Mark Schoeff Jr., CQ-Roll Call on

Published in News & Features

WASHINGTON — The Supreme Court will take up a legal challenge by Federal Reserve Board member Lisa Cook to President Donald Trump’s attempt to remove her, but allow her to keep her seat while the case proceeds.

The court said it has scheduled a January hearing for oral arguments. It deferred until then a request from the Trump administration to stay a lower court preliminary injunction that has enabled Cook to remain at the Fed.

“The Court’s decision rightly allows Governor Cook to continue in her role on the Federal Reserve Board, and we look forward to further proceedings consistent with the Court’s order,” Cook’s lawyers, Abbe David Lowell and Norm Eisen, said in a statement.

Trump attempted to remove Cook from her seat in August, alleging mortgage fraud and citing his authority under Article II of the Constitution and the Federal Reserve Act.

Cook filed a lawsuit against Trump, arguing he denied her due process and threatened the Fed’s independence while trying to gain control of its board.

The case could determine how much power the president has over the Fed at a time when Trump has been pressuring Fed Chairman Jerome Powell to lower interest rates.

The Fed’s Federal Open Market Committee voted to bring down rates at its mid-September meeting. Cook participated in that meeting, as did Stephen Miran, who was confirmed by the Senate just before the gathering. Cook and Miran both voted to lower rates.

Miran, who is taking an unpaid leave of absence from his job as chairman of the White House Council of Economic Advisers, is seen as a reliable vote for Trump on monetary policy. Cook has often sided with Powell in votes to raise or keep rates steady.

Cook’s lawyers say Trump is attempting to take over the Fed, which was designed to operate without political influence.

 

“The President’s stay application asks this Court to act on an emergency basis to eviscerate the independence of the Federal Reserve Board,” Cook’s lawyers said in a Supreme Court filing on Sept. 25. “For decades, the Board’s insulation from direct presidential control has allowed the American markets and economy to thrive. And as the Court recognized earlier this year, the Board’s independence is uniquely entrenched in the Nation’s history and tradition.”

The court suggested in a ruling in May in a separate case that there are limits on a president’s ability to fire a member of the Fed.

Trump has asserted that Cook listed multiple properties as primary residences on mortgage applications, saying that was reason enough to fire her. Cook’s lawyers have denied the allegations.

The Trump administration argues that Congress gave presidents the authority to remove principal officers without limiting them to particular causes or procedures.

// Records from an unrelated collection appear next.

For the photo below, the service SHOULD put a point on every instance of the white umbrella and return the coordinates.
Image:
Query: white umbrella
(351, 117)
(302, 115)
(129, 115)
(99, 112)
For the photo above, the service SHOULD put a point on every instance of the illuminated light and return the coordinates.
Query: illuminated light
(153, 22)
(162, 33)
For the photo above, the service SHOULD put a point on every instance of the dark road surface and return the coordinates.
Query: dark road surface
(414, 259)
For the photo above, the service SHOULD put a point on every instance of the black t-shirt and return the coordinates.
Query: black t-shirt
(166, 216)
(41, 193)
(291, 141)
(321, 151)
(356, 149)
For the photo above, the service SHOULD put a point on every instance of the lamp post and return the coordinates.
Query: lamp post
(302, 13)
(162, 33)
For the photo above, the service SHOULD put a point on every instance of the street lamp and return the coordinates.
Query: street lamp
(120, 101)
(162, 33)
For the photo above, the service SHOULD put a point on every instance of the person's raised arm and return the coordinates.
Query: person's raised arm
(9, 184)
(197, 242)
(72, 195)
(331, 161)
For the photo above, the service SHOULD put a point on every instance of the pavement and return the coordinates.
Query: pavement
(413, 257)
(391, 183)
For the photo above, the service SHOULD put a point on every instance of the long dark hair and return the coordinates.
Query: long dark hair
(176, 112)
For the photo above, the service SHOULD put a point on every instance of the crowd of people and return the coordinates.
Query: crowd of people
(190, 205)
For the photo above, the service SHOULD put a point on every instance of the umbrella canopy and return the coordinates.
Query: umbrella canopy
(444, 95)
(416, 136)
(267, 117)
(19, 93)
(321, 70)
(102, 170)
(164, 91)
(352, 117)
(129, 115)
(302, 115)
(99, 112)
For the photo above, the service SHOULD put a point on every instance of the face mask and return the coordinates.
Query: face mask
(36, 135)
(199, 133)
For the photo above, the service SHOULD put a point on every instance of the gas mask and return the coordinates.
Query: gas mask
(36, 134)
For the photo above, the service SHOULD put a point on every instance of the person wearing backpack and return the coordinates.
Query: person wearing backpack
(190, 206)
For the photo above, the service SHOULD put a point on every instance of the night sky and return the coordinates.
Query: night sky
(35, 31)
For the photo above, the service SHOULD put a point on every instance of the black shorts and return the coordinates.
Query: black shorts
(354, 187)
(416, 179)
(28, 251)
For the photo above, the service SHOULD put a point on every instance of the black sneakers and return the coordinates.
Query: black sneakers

“Following the statute, President Trump duly removed respondent Lisa Cook for ‘deceitful and potentially criminal conduct in a financial matter’ that renders her unfit to serve on the Nation’s preeminent financial policymaking and regulatory body—a quintessential cause for removal,” the Department of Justice argued in a Sept. 26 filing at the Supreme Court.

The Fed statute says Fed officials can be removed “for cause” but doesn’t define cause.

“The best reading of the ‘for cause’ provision is that the bases for removal of a member of the Board of Governors are limited to grounds concerning a Governor’s behavior in office and whether they have been faithfully and effectively executing their statutory duties,” U.S. District Judge Jia Cobb wrote in a Sept. 9 order granting Cook the preliminary injunction. “In addition, the Court finds that the removal also likely violated Cook’s procedural rights under the Fifth Amendment’s Due Process Clause.”